I mention this because there's a story in the Wall Street Journal which references the book "Manias, Panics and Crashes" (published in 2005) and claims since we're now in the "Panic" stage for housing and finance that rational minds will be required to avoid further disaster.

First, how we got here:

Amid the daily market turmoil, and to help prevent a crash, it helps to step back and remember how we got here. With the benefit of hindsight, everyone can see that the U.S. economy built up an enormous credit bubble that has now popped. Our own view -- which we warned about going back to 2003 -- is that this bubble was created principally by a Federal Reserve that kept real interest rates too low for too long.

In doing so the Fed created a subsidy for debt and a commodity price spike. The price spike contributed to "excess savings" in countries with a low propensity to consume and which channeled that money back to the U.S. That capital flow and debt subsidy, in turn, became fuel for smart people in mortgage companies, investment banks and elsewhere to exploit. In a sense they created a new financial system -- subprime loans, SIVs, CDOs, etc. -- that is enormously efficient and brought capital to new places. But thanks to low interest rates and human enthusiasm, this debt spree also got carried away. This was the mania phase...

This does not mean that this decade's growth has been illusionary, any more than the 2000 bursting of the dot-com bubble means growth in the 1990s was fake. Enormous wealth was created in both periods, new industries have developed, and in the current decade there has been a genuine global boom. The excesses have been based mainly in housing and finance, and that is what now threatens the larger economy.

Next, our current situation:

Enter the panic stage. The desire for debt has turned into a stampede to quality, especially Treasury bills. The same folks who never predicted the economy would recover in 2003 are now cheerleading recession. Any bank writedown or deal to raise capital -- no matter that it is part of the healing process -- is taken as a sign that there is more bad news to come.

Meanwhile, the politicians plot to "stimulate" the economy by dropping dollars from the Capitol dome. We are also told the Fed funds rate must chase the 90-day T-bill rate down to the levels it reached when we had negative real interest rates -- never mind the anemic dollar and soaring commodity prices. The danger now is that this panic becomes a self-fulfilling prophesy and talks us into a crash.

There are two ways in which a crash could happen. The first is insolvency of one or more financial institutions that triggers a systemic failure.

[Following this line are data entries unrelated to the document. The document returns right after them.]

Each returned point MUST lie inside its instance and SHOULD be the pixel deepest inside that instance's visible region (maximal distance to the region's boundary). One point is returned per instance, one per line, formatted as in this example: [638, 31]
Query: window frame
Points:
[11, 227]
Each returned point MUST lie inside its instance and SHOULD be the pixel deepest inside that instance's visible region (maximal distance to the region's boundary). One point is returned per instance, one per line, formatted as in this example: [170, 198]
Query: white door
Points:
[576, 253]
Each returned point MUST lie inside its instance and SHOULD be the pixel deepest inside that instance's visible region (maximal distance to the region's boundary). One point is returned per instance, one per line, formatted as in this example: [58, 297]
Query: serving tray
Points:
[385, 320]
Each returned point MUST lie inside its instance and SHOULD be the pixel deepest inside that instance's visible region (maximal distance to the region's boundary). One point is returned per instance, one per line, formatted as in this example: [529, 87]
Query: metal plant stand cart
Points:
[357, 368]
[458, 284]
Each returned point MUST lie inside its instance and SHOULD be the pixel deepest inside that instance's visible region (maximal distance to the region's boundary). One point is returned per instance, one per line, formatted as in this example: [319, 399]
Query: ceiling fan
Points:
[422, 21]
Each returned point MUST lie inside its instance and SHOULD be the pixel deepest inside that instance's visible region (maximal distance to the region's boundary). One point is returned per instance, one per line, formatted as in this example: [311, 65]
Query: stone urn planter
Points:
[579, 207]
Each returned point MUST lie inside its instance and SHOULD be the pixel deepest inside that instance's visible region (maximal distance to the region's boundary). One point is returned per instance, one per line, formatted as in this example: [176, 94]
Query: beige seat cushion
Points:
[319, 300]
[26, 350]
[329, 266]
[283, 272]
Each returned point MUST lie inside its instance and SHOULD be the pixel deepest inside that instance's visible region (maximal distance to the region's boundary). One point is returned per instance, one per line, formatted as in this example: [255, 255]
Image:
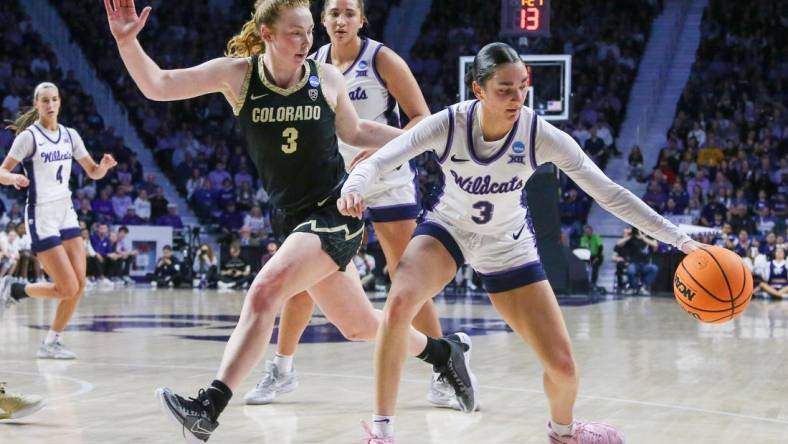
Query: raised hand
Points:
[363, 154]
[124, 23]
[108, 162]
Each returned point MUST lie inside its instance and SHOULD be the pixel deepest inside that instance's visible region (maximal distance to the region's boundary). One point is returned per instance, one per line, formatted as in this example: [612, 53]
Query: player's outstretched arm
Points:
[97, 171]
[558, 147]
[223, 74]
[9, 178]
[350, 128]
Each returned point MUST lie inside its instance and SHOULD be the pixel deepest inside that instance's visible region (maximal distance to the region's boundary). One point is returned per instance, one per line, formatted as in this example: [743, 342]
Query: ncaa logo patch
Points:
[518, 148]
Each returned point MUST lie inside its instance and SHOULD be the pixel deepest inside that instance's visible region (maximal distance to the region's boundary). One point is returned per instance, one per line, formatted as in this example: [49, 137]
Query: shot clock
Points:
[529, 18]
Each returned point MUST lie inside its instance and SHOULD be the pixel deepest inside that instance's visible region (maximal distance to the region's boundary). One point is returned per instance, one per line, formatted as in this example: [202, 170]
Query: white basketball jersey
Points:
[485, 195]
[48, 164]
[372, 101]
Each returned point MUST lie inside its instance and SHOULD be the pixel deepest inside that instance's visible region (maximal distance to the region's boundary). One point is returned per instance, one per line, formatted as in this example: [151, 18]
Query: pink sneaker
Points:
[587, 433]
[372, 439]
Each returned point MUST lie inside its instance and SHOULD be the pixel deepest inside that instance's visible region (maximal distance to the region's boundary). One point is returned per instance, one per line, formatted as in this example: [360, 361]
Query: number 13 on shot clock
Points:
[529, 18]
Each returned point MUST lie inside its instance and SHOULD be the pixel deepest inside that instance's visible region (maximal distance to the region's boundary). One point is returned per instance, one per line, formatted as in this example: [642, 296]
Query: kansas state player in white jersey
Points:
[379, 82]
[488, 148]
[46, 149]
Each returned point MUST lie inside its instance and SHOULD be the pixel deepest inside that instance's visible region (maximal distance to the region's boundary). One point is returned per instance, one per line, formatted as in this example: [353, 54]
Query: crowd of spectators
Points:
[196, 141]
[125, 195]
[606, 40]
[725, 161]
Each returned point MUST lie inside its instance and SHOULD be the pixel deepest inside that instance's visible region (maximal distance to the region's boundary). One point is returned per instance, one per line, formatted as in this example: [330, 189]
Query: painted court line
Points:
[418, 381]
[84, 386]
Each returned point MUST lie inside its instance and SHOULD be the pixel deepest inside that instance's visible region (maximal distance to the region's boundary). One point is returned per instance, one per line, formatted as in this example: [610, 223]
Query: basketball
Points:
[713, 285]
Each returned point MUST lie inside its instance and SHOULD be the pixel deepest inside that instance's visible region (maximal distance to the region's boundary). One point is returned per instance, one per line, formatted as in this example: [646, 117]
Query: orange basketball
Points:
[713, 285]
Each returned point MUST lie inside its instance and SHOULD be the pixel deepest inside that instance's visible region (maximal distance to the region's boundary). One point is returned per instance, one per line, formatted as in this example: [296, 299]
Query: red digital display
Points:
[525, 17]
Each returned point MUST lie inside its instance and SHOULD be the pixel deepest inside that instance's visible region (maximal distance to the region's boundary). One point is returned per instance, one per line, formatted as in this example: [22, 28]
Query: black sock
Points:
[436, 352]
[18, 291]
[220, 395]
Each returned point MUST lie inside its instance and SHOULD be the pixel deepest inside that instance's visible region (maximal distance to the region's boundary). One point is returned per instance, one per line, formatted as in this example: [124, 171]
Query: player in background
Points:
[290, 110]
[46, 149]
[487, 149]
[379, 83]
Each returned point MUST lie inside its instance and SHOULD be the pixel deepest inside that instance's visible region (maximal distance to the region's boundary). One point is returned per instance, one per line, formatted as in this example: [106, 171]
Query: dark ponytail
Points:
[487, 60]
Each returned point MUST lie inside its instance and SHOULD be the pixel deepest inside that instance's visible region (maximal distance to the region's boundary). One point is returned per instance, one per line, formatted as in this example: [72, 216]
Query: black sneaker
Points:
[193, 415]
[457, 371]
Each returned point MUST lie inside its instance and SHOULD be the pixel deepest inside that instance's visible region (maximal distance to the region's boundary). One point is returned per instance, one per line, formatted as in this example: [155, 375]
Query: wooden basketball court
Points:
[645, 367]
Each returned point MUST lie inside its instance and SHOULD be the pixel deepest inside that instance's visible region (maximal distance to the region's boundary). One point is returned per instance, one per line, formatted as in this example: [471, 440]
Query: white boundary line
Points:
[87, 387]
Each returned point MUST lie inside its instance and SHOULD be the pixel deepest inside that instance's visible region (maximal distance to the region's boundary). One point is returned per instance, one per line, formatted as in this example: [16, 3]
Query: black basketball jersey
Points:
[291, 137]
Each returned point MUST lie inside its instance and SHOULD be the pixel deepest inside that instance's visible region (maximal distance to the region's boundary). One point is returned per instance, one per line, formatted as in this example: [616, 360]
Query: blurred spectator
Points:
[235, 273]
[171, 219]
[635, 164]
[168, 269]
[593, 243]
[102, 245]
[94, 268]
[775, 278]
[123, 256]
[271, 248]
[634, 249]
[258, 223]
[142, 206]
[245, 238]
[204, 268]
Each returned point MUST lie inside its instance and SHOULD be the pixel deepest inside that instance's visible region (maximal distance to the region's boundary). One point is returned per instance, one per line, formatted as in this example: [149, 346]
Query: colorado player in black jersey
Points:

The second is a loss of global confidence in U.S. financial management and the dollar. Neither has to happen...

Finally, some solutions:

We are only in the early stages of this repair operation, and no doubt some companies will fail. The task for regulators is to avoid surprises that cause more panic and above all to prevent systemic contagion. Warren Buffett's recent entry into the troubled bond insurance market is another sign of the marketplace helping to heal itself. In cases where there is real systemic risk, the government through the Federal Deposit Insurance Corporation may have to rescue some institutions. In those cases, the equity holders need to be zeroed out and the management replaced. The overriding goal is to keep the banking system functioning.

As for the other crash scenario, we wish the Fed hadn't squandered so much credibility this decade. Then it might be better placed to reduce interest rates as fast and as far as Wall Street and Donald Trump are demanding. But with prices rising and the dollar as weak as it's been since the 1970s, the Fed has less room to maneuver.